The effectiveness of the Caribbean Examinations Council’s (CXC®) disaster contingency planning, as presented by Director of Corporate Services Sheree Deslandes, took center stage at the recent Jamaica Employers’ Federation (JEF) Convention.
Her presentation, titled “Hardwired to Recover: HR, Disruption, and the Architecture of a Modern Caribbean Workforce,” highlighted how CXC’s Regional Disaster and Business Recovery Protocol enabled the organization to respond swiftly when Hurricane Melissa struck Jamaica in October 2025.
According to a CXC press release, it was among the most impactful and practical sessions at the event, where attendees praised the examination body’s response to Hurricane Melissa as a model of resilience and preparedness.
The hurricane damaged more than 800 educational institutions and affected over 250,000 students. However, Deslandes emphasized that CXC’s response was not developed during the crisis. Instead, it was built on systems and procedures already in place, having been tested during the COVID-19 pandemic, the 2021 La Soufrière volcanic eruption in St. Vincent and the Grenadines, and Hurricane Beryl in 2024.

The protocol allowed CXC to quickly introduce measures aimed at protecting students’ access to the January and May-June 2026 Caribbean Advanced Proficiency Examination® (CAPE®) and Caribbean Secondary Education Certificate® (CSEC®) examinations. Working alongside Jamaica’s Ministry of Education, Skills, Youth and Information, the Council provided examination fee refunds for candidates who felt unprepared to sit their exams, allowed late registrations without penalties, and adjusted School-Based Assessment (SBA) requirements and submission deadlines.
The approach resonated strongly with convention participants.
Training Consultant Tishauna Mullings described the organization’s response as a powerful example of resilience.
“The agile resilience demonstrated by CXC for our children is inspiring,” she said.
CXC reports that during the discussion, further insight was sought regarding the structures behind the successful response.
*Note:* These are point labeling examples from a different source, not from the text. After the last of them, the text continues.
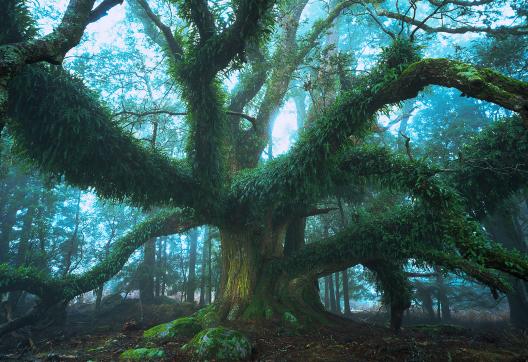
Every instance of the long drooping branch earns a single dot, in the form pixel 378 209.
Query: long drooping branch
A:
pixel 52 291
pixel 61 126
pixel 396 235
pixel 304 172
pixel 50 48
pixel 506 172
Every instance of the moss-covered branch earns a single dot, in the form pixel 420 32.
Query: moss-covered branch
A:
pixel 60 124
pixel 407 232
pixel 52 290
pixel 304 174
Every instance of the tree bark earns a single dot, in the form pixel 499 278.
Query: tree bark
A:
pixel 346 293
pixel 338 294
pixel 191 279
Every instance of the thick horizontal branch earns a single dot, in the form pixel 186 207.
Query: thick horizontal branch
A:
pixel 102 9
pixel 60 125
pixel 53 290
pixel 171 113
pixel 396 235
pixel 420 275
pixel 500 30
pixel 314 156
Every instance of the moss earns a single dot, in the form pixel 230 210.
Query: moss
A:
pixel 142 354
pixel 219 344
pixel 182 327
pixel 207 316
pixel 446 329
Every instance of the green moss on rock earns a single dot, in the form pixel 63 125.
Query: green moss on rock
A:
pixel 142 354
pixel 182 327
pixel 220 344
pixel 207 316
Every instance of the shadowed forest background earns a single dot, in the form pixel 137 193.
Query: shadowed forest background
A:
pixel 264 180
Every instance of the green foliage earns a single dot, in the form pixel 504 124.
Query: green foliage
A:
pixel 207 316
pixel 16 23
pixel 493 165
pixel 59 123
pixel 304 174
pixel 219 344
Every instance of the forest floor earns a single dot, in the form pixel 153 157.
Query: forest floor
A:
pixel 114 332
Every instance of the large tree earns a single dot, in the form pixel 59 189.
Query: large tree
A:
pixel 66 130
Deslandes pointed to the strategic role of the Human Resources department, describing it as central to the organization’s preparedness and recovery efforts.
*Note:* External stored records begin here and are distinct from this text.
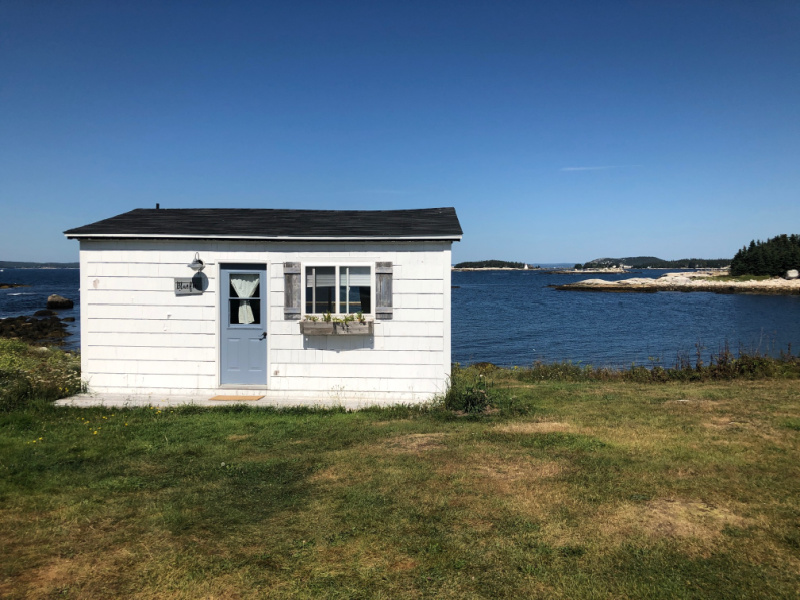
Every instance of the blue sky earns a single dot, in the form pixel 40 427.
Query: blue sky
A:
pixel 560 131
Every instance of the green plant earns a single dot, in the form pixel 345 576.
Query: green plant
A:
pixel 28 373
pixel 468 390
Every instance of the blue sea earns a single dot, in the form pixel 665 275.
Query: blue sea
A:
pixel 514 318
pixel 40 284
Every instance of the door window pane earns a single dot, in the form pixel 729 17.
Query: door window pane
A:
pixel 245 303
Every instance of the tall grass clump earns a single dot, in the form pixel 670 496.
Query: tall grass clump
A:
pixel 30 373
pixel 724 365
pixel 469 389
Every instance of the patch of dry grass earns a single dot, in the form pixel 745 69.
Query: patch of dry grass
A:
pixel 571 490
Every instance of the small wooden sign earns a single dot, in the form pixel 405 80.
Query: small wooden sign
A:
pixel 186 286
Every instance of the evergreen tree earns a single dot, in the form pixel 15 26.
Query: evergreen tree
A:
pixel 773 257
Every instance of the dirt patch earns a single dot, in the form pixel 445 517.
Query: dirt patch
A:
pixel 517 470
pixel 417 443
pixel 678 519
pixel 538 427
pixel 59 574
pixel 724 423
pixel 329 475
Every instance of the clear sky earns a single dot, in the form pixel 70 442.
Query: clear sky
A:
pixel 561 131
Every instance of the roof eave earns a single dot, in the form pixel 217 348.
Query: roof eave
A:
pixel 283 238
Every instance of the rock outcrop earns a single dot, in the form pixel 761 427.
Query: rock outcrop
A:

“Is your HR function built for the storm you haven’t seen yet?” she challenged. “At CXC, we are restructuring roles and reporting lines, modernising HR systems and workflows, and deliberately embedding a results-focused, recovery-ready organisational culture”, added Deslandes.
She argued that investments in human resource transformation go beyond internal efficiency, ultimately benefiting students, Ministries of Education, and employers who depend on a well-prepared future workforce.
“By design, HR-led transformational work is unfinished. It is a process of purposeful building and rebuilding, and a continuous discipline, where the HR function must be treated as not just support services, but as a strategic edge for productivity and resilience in our multigenerational Caribbean workforces”, said Deslandes.
The presentation reportedly came at a time when organizations across Jamaica and the wider Caribbean are examining strategies to strengthen resilience following Hurricane Melissa and prepare for future disruptions.
For many attendees, CXC states that its experience demonstrated that effective disaster recovery begins long before a crisis occurs.